LangGraph Development: 5 Patterns for Production-Safe Agents
The patterns that separate agents that work in demos from agents that survive real users: state checkpointing, human-in-the-loop gates, retry budgets, tool error handling, and observability hooks.
Building an AI agent that works in a demo is straightforward. Building one that survives a year of production traffic — with real users doing unexpected things, tools going down, LLMs hallucinating, and race conditions you never anticipated — is an entirely different engineering problem.
LangGraph is the right framework for production agents precisely because it forces you to model your agent as an explicit state machine. But the framework doesn't automatically give you production safety. You have to build it in.
Here are the five patterns we apply to every LangGraph deployment at Verel Systems.
These patterns assume LangGraph ≥ 0.2.x with the compiled graph API. The checkpointer, interrupt, and RunnableConfig interfaces referenced here are stable as of that release.
Pattern 1: State Checkpointing with Persistent Storage
The single biggest gap between demo agents and production agents is resumability. A demo agent runs to completion in one process. A production agent might run for 10 minutes, call 20 tools, and then get interrupted by a process restart, a network timeout, or a human who says "actually, stop and go back."
LangGraph's checkpointing system serializes the entire graph state to storage at every node transition. When the process restarts, the graph picks up exactly where it left off.
Setting up Redis checkpointing
from langgraph.checkpoint.redis import RedisSaver
from langgraph.graph import StateGraph
import redis
# Connect to Redis (use a persistent instance, not an ephemeral cache)
redis_client = redis.Redis(host="localhost", port=6379, db=0)

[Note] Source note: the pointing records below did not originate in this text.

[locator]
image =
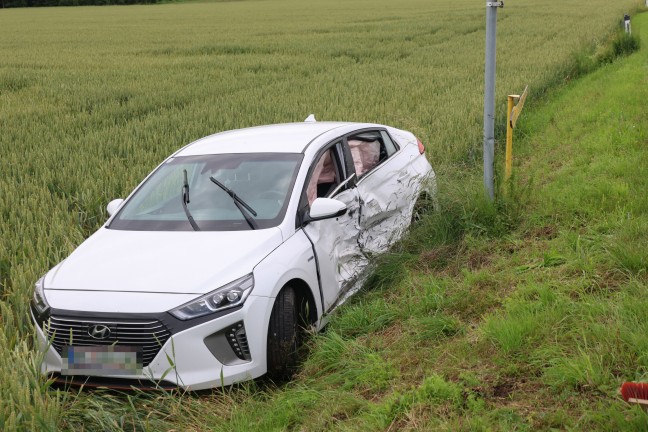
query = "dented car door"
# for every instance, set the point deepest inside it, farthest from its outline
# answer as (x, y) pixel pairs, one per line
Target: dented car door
(388, 186)
(335, 240)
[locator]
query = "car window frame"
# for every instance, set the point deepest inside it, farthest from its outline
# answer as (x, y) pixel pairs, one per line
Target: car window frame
(349, 157)
(342, 168)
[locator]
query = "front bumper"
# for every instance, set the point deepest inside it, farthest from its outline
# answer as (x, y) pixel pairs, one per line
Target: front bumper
(190, 357)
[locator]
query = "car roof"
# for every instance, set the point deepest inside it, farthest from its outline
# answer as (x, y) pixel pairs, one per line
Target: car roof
(278, 138)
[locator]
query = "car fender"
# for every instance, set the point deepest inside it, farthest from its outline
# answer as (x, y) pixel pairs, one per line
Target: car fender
(293, 259)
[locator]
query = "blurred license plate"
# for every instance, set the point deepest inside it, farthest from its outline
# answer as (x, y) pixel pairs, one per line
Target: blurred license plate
(101, 360)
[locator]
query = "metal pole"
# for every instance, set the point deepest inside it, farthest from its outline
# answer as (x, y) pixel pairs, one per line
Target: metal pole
(509, 137)
(489, 97)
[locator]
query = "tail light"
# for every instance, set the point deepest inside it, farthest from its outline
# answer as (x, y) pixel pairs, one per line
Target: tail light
(421, 146)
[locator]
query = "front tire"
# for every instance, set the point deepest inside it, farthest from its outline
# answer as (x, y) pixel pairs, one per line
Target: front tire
(283, 335)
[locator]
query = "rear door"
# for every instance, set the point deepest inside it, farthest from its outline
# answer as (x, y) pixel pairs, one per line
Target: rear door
(387, 186)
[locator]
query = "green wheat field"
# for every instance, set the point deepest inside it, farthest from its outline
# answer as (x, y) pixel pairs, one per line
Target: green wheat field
(93, 98)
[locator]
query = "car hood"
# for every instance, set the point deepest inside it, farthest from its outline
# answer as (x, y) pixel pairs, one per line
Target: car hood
(162, 262)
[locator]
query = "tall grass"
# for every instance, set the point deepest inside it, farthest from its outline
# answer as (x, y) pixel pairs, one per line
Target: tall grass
(91, 99)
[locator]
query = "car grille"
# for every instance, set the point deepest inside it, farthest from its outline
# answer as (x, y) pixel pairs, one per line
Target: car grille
(151, 335)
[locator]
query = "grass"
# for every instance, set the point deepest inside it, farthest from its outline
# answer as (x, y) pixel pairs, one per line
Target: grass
(523, 315)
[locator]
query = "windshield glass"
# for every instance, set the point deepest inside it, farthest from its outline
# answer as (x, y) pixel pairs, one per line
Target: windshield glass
(262, 180)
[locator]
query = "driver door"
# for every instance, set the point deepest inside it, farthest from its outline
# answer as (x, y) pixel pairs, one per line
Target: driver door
(335, 240)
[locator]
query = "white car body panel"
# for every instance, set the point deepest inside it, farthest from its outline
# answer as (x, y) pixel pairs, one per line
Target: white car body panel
(127, 273)
(162, 262)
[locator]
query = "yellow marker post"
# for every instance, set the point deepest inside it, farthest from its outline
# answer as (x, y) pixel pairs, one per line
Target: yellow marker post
(513, 114)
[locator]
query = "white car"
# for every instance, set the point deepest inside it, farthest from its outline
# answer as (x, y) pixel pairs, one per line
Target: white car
(209, 272)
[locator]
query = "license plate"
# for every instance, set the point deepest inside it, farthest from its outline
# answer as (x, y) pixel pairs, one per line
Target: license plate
(101, 360)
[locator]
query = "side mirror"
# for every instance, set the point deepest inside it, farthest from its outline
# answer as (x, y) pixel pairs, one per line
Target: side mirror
(325, 208)
(113, 206)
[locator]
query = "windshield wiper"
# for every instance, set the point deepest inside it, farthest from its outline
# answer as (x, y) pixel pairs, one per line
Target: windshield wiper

checkpointer = RedisSaver(redis_client)
# Compile your graph with the checkpointer
graph = builder.compile(checkpointer=checkpointer)
# Every invoke now takes a thread_id for state isolation
config = {"configurable": {"thread_id": "user-session-abc123"}}
result = await graph.ainvoke({"input": user_message}, config=config)
For development: SQLite checkpointing
from langgraph.checkpoint.sqlite import SqliteSaver
# SQLite is great for local dev — no infra required
checkpointer = SqliteSaver.from_conn_string(":memory:") # in-memory
# or: SqliteSaver.from_conn_string("checkpoints.db") # persistent file
What gets checkpointed
Every thread_id gets its own isolated state tree. The checkpointer stores:
- ▸All state values at each node transition
- ▸The current node the graph is at
- ▸Pending messages and tool call results
- ▸Any custom state keys your graph defines
This means a user can close their browser, return 6 hours later, and resume the exact workflow — including mid-tool-call states — as long as you pass the same thread_id.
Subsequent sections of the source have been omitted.